Tratava-se de uma inscrição encontrada em uma pedra localizada nas ruínas de uma igreja na antiga Calcedônia — atualmente parte de Istambul, na Turquia —, reconhecida tradicionalmente como o primeiro templo construído e consagrado em honra ao “martírio de São Cristóvão”.
O texto dizia que “com Deus foi lançada a pedra fundamental do martírio de São Cristóvão”, e trazia algumas informações de datas e nomes de autoridades da época — entre elas, o imperador romano Teodósio 2º (401-450).

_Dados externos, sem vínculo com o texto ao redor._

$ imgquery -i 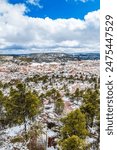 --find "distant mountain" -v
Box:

Isso permitiu duas conclusões, segundo os estudiosos. A primeira delas, e mais importante, era a comprovação histórica da existência desse santo, sobre quem pouco se sabe. Ou, ao menos, a comprovação de que a veneração a sua memória é algo extremamente antigo dentro da história do cristianismo.
Em entrevista à BBC News Brasil, o escritor e teólogo J. Alves, pesquisador de história de santos, diz que embora “não haja consistência histórica” para comprovar que Cristóvão “tenha de fato existido”, ao mesmo tempo “não se pode negar sua existência” naqueles primeiros séculos do cristianismo. Alves é autor de, entre outros livros, Os Santos de Cada Dia (Editora Paulinas).
“O fato de ser venerado ao longo dos tempos como grande mártir impulsionou narrativas edificantes na Idade Média, misturando lendas e realidades”, comenta ele.
Fato é que seu nome sobreviveu aos séculos e, mesmo sem muitas informações biográficas a respeito dele, São Cristóvão seguiu sendo um santo muito popular entre os devotos.
Como ele é considerado o padroeiro dos motoristas, é comum que paróquias — sobretudo em cidades do interior — organizem anualmente uma carreata que culmina com o padre aspergindo água benta sobre carros e seus condutores.
É comum também que motoristas católicos carreguem um santinho — pequeno folheto impresso com a imagem do santo de um lado e uma oração do outro — em honra a ele na carteira, geralmente junto com o documento de habilitação.
Segundo Alves, a popularização da fama do santo pode ser atribuída ao fato dele ter sido incluído na Legenda Aurea, conjunto de narrativas hagiográficas reunidas por volta de 1260 pelo arcebispo de Gênova, Jacopo de Varazze (1229-1298).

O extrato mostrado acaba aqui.